Families enjoy the Lights of Christmas. PHOTO: G. Portelli

I don’t have anything against St Nicholas or his feast day traditions. I think it’s a neat little thing to do, but I never heard of it until a few years ago. It definitely wasn’t part of my childhood. My parents were raised as secular Jews who went on a long religious and cultural odyssey that spanned continents and involved kind of a lot of drugs, before they found Jesus.

Eventually, when I was about four, they landed in the Catholic Church, and there they stopped. They raised us Catholic, using the catechism and the lives of the saints and so on. But when it came to cultural  practices to mark the liturgical year, they were at sea. Of course they had no Catholic family traditions to pass along, so when they tried to establish some kind of family faith life with their own kids, they had to wing it.

We ended up with some basics that most American Catholics, no matter what their ethnic bent, enjoy (giving presents, donating to charity, singing Christmas carols around a lighted tree), and some things that I associate strongly with Christmas, but which are really only specific to my family of origin (eating manicotti and the red and black candies my father would seek out at a specialty store; listening to a particular album of medieval music; sometimes lighting Hanukkah candles and eating latkes).

In my own family, we have picked up a number of traditions that work for us. Before Advent, we set aside a day to drag out all our craft supplies and make a fresh batch of Jesse Tree ornaments, to be hung every night with a reading from Scripture. We light the advent wreath every night and sing O Come, O Come, Emmanuel.

We put up house lights during advent, but don’t decorate the tree until Christmas Eve (both to preserve the advent season as a time of waiting, and to preserve the ornaments from people and creatures who get smashy). We aim for Midnight Mass. We have various treats we like to bake. We sponsor a family or bring a load of food to the soup kitchen. We get Chinese take-out for Christmas dinner. And best of all, on Christmas morning while the bacon is frying, we sit around in our pajamas and each take a turn opening  a small, wrapped box from my ten-year-old while loudly chanting, “CAKE OR PIE? CAKE OR PIE? CAKE OR PIE?????”

It’s  . . . look, it’s a thing we do. I don’t think I can explain.

Some of the hand-made Christmas cards received at St Felix. Photo: Mathew De Sousa
Hand-made Christmas cards could be a good tradition, but don’t sweat if it doesn’t work. PHOTO: Mathew De Sousa

We’ve also tried and quickly shed some traditions that might work well for other families, but spell disaster for us. I’ve tried various esoteric practices involving veiled candles, bits of straw, paper chains, acts of service, gift lotteries, medieval anagrams, and every other kind of overachieving cultural what-have-you that caught my eye while I was desperate to make everything Meaningful For The Children.

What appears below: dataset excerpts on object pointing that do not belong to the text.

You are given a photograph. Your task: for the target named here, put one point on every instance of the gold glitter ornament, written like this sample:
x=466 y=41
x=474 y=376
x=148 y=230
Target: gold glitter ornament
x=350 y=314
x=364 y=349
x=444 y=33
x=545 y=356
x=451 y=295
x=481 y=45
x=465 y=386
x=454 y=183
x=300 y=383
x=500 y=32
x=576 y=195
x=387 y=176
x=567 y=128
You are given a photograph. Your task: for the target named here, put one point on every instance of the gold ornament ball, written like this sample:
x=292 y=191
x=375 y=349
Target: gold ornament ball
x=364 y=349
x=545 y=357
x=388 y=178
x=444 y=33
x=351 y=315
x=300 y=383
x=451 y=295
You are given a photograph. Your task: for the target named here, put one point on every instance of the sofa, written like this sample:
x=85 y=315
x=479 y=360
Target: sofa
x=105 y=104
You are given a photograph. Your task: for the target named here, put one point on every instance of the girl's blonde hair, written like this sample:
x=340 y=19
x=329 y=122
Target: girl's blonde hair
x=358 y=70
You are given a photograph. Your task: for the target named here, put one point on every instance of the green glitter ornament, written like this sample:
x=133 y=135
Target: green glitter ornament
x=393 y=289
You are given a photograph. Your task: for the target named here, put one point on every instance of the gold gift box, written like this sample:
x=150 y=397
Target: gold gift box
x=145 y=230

I remember one year worrying so hard about materialism that I told the kids that one of their presents would be the opportunity to choose a gift for a poor child, and donate it. It wasn’t a bad idea . . . for the older kids. The younger kids, predictably, misunderstood horribly, and it was bloody awful. I only hope they’re so young, they don’t remember the year Mama apparently told them they could pick a toy for themselves and then forced them to dump it into a box and walk away *for no reason at all.* AT CHRISTMAS.

So. We don’t do that anymore. Through the decades, here is what I have learned about Christmas family traditions:

1. It’s normal to flounder a bit while you settle on the traditions that are both meaningful and sustainable for your particular family, especially if the parents grew up with different traditions. Floundering isn’t bad. Everyone flounders. These things take time.

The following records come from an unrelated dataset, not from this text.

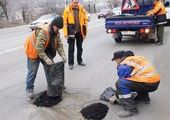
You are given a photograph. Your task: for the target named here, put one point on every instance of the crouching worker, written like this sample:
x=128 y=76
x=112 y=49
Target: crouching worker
x=41 y=46
x=137 y=77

2. It’s normal for there to be some ebb and flow at different seasons of family life. Some years, you will have the peace and energy and focus to do lots of lovely things; but sometimes daily life will offer enough drama and ritual on its own, and adding in a plethora of extras will be the opposite of enriching. It will just exhausting and depleting, and it will make Christmas unpleasant for everyone.

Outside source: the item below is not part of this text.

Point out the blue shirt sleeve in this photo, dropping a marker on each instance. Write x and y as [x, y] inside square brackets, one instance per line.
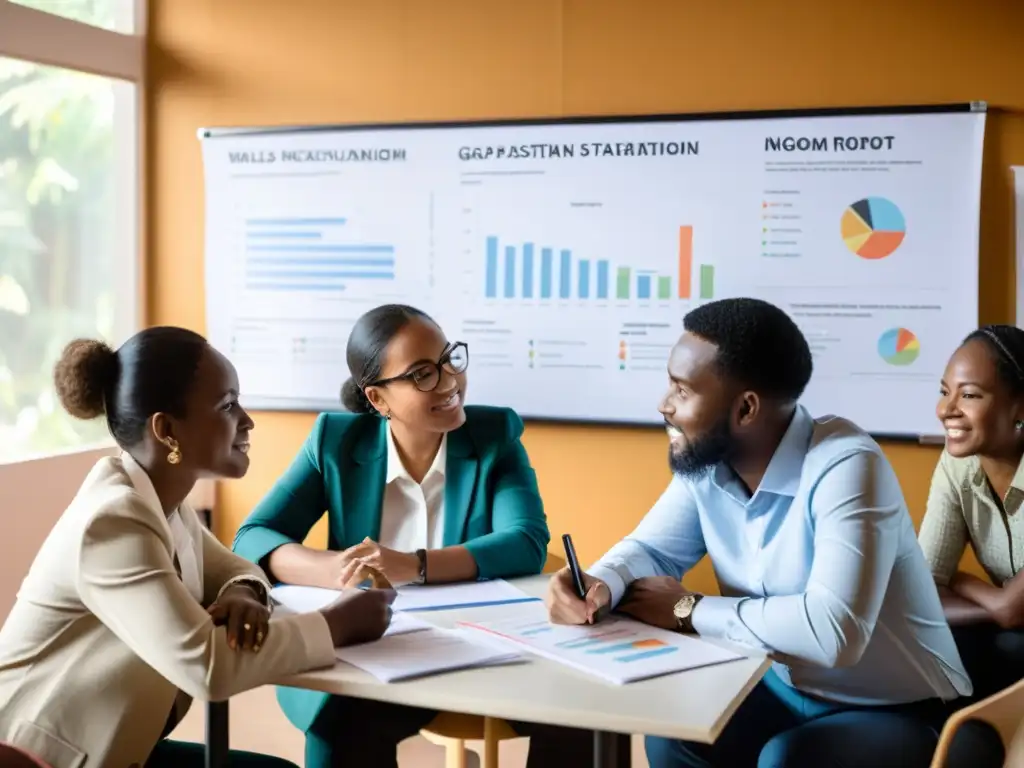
[668, 542]
[857, 508]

3. Nobody does everything.

The internet has given us the impression that, in order to have a full and rich liturgical life, you have to do every last thing that everyone does.

We forget that what we’re seeing is the cultivated best contributed by a huge crowd of people. All sane people pick and choose. Nobody does everything!

4. Finally, really the only mistake you can make is to have Christmas without Jesus. There are countless ways to make sure Jesus is at the center of your Christmas. Christmas in my house looks different from Christmas in my parents’ house, and chances are it looks different from Christmas in your house. Just make sure Jesus is there! And then relax, and let the power of that bright little baby do its thing.

And for goodness’ sake, put your shoes away. Or at least remember to shake them out before you stick your foot in there.